July 17th, 2012 at 9:45 am
I don’t have an issue with licenses and certifications as much as I do with making them mandatory. If people care about a massage therapist being certified, they can look for it on your wall. Some would be perfectly happy going to someone their friends recommend, license or not.
July 17th, 2012 at 11:06 am
Thanks for the link. I agree with laughingdog: I don’t see why a person should be forced to have a license. Abraham Lincoln, with only one year of elementary school education, would never be allowed to take the bar exam today.
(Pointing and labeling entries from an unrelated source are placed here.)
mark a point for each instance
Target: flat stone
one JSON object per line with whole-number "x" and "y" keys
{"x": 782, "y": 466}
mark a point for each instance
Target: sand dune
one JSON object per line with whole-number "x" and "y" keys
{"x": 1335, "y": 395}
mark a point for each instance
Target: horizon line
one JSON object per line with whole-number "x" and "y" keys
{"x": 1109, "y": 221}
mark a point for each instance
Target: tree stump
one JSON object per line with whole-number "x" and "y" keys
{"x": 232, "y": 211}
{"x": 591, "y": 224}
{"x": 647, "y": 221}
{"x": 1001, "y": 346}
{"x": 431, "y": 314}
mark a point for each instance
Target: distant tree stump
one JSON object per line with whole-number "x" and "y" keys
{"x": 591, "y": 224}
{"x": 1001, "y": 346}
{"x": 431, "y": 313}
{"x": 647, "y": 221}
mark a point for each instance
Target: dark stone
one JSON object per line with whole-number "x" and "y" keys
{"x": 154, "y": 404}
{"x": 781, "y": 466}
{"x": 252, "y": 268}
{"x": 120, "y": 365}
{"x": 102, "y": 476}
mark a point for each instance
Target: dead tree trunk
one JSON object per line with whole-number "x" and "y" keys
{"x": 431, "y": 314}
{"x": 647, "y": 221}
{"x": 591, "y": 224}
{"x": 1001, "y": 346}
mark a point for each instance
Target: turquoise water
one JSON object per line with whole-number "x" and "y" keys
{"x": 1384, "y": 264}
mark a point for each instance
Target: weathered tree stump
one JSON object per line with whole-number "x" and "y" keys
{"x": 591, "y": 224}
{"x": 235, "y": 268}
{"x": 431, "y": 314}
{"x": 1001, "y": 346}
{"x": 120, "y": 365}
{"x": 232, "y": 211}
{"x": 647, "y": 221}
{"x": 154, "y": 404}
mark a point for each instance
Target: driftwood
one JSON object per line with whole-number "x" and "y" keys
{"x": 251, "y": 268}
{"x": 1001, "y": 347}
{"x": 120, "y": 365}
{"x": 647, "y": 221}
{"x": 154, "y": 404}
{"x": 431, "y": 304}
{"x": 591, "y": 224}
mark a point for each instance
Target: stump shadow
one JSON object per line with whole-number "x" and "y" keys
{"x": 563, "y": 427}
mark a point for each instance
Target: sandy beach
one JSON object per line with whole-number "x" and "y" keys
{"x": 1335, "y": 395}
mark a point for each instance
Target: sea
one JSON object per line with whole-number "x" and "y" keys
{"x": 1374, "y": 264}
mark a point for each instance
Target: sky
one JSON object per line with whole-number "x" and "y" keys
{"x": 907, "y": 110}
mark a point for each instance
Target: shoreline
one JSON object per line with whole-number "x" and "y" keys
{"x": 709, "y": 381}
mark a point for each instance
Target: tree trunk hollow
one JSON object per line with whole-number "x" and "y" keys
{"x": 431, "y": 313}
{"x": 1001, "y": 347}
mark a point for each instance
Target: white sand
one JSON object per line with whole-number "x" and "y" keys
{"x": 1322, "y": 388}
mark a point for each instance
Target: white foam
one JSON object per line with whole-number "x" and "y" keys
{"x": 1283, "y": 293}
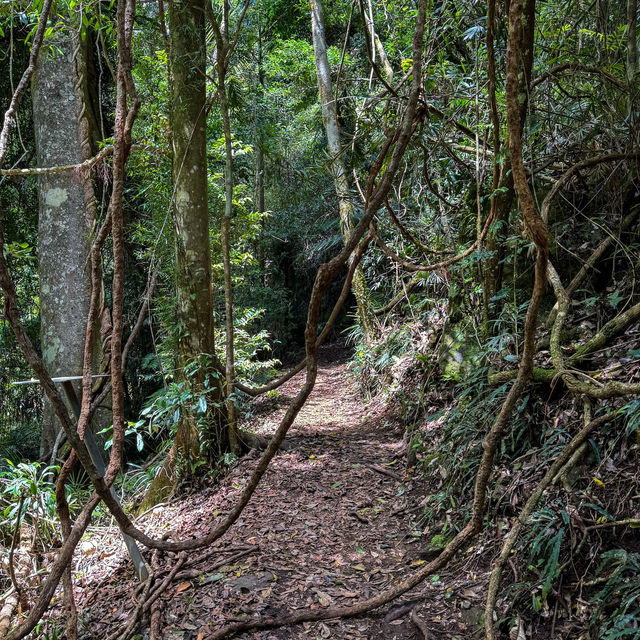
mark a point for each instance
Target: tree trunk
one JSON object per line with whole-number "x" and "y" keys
{"x": 187, "y": 59}
{"x": 63, "y": 127}
{"x": 503, "y": 200}
{"x": 336, "y": 162}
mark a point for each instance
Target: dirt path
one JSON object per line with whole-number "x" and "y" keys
{"x": 333, "y": 521}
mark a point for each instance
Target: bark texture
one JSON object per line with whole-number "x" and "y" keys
{"x": 63, "y": 125}
{"x": 336, "y": 161}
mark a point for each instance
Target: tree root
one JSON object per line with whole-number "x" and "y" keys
{"x": 422, "y": 627}
{"x": 527, "y": 510}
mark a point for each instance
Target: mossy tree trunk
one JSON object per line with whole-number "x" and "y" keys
{"x": 502, "y": 202}
{"x": 64, "y": 127}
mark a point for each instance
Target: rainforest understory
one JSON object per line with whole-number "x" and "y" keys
{"x": 429, "y": 213}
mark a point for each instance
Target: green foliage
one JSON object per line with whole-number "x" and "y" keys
{"x": 544, "y": 541}
{"x": 618, "y": 602}
{"x": 31, "y": 482}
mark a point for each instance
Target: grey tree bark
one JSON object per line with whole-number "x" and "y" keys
{"x": 63, "y": 126}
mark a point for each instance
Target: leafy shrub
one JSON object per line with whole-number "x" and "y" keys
{"x": 34, "y": 483}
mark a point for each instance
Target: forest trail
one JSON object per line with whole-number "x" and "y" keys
{"x": 331, "y": 523}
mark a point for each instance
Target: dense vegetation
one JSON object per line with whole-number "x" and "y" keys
{"x": 195, "y": 193}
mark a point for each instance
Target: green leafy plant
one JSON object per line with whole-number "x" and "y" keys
{"x": 618, "y": 602}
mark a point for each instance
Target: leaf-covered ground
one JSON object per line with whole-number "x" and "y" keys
{"x": 334, "y": 520}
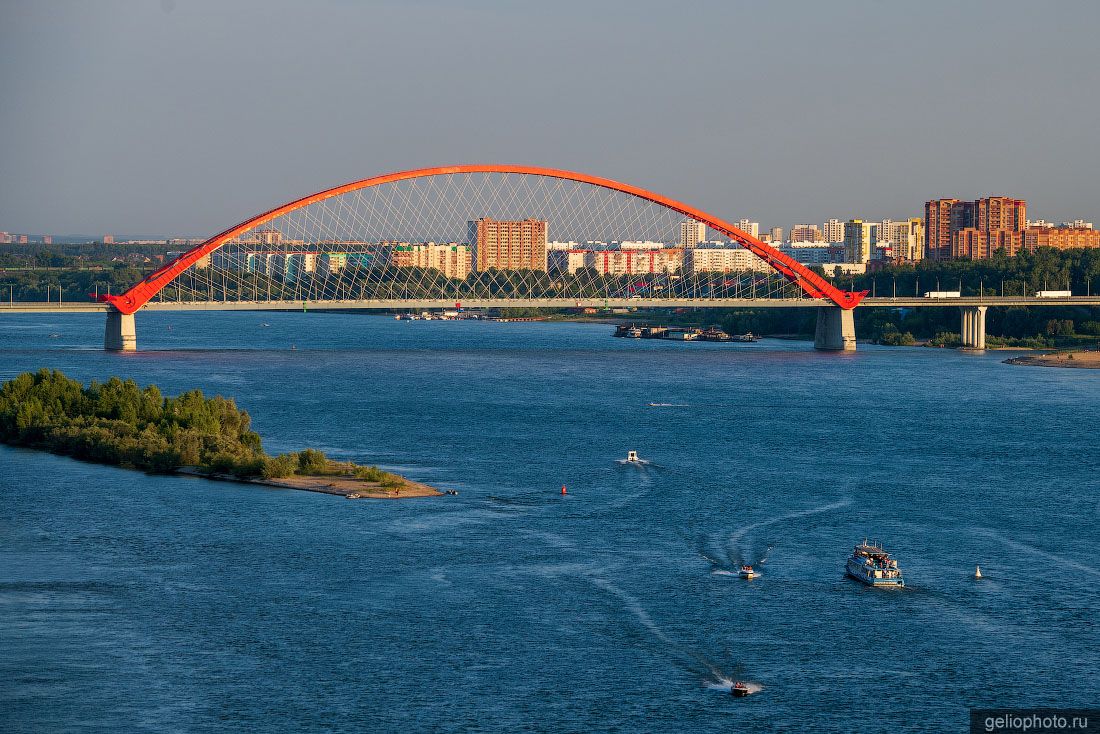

Of course, private certification is often worthless, which is why businesses pay to be the “official widget maker of …”
July 17th, 2012 at 11:19 am
“I don’t have an issue with licenses and certifications as much as I do with making them mandatory.”
To engage in the activity, “licenses” are, by definition, mandatory. License: permission to do that which is otherwise illegal.
For those who “need” some assurance that the provider is competent, I am in favor of certification. Where the only person affected is the purchaser of the service I’m absolutely against “licenses”. Where those affected don’t have a choice about being affected, licenses seem to be appropriate.
Licenses “good”:
Nuclear power plant
Oil refinery
Chlorine production plant
Licenses “bad”:
Hair salon
Saloon
Doctor
July 17th, 2012 at 11:49 am
I believe the CPA exam is tougher than the bar exam. So if you get a CPA who is a lawyer that has WIN written all over it.
My only certification is in emergency communications. Damn…….
July 17th, 2012 at 12:21 pm
As a lawyer, I often ask my lawyer friend who would be better able to represent them in a drunk driving case: Me, who passed the bar but practices a completely differnt form of law and who has little courtroom experience, or some highschool dropout who only does drunk driving and other traffic cases. Then I ask who could afford to do it cheaper. That usually makes my point quite well. After all, the drop out would likely be better and cheaper than the licensed “professional”.
July 17th, 2012 at 5:11 pm
Take it a step further…do we need to have so many medicines requring a prescription? What would happen to healthcare costs in general if anyone could go buy anti-biotics over the counter?
In many cases, you would want a recommendation from a Dr…but the fact you have to go to a Hospital or Dr’s office to get yet another ZPAC for your Sinus infection or some real deal prevacid…is absurd.
July 17th, 2012 at 5:53 pm
HL: What would happen to healthcare costs in general if anyone could go buy anti-biotics over the counter?
They’d increase, because the average fool would breed resistant strains of everything, by stopping too soon or taking them when they have a viral infection (and thus giving any bacteria in their system an additional chance to breed some immunity).
Antibiotics are the one thing I support keeping controlled by the Doctor-Monopoly, for that very reason of harmful externalities.
(To reduce up-front costs around that, let monopoly-licensed Nurses do the RX; they can make sure you Actually Probably Have A Bacterial Infection and then remind you to take the whole damned course.
I’d croak about that being horribly paternalistic except for two problems:
1) People are demonstrably stupid about that
combined with [and only relevant because of]
2) There’s a huge external cost to innocent third parties when they manage to breed a resistant bacterial strain.)
July 17th, 2012 at 6:15 pm
“What would happen to healthcare costs in general if anyone could go buy anti-biotics over the counter”
Um, You can. Go to any feed store.
July 17th, 2012 at 9:27 pm
The world looks more like “Atlas Shrugged” every day.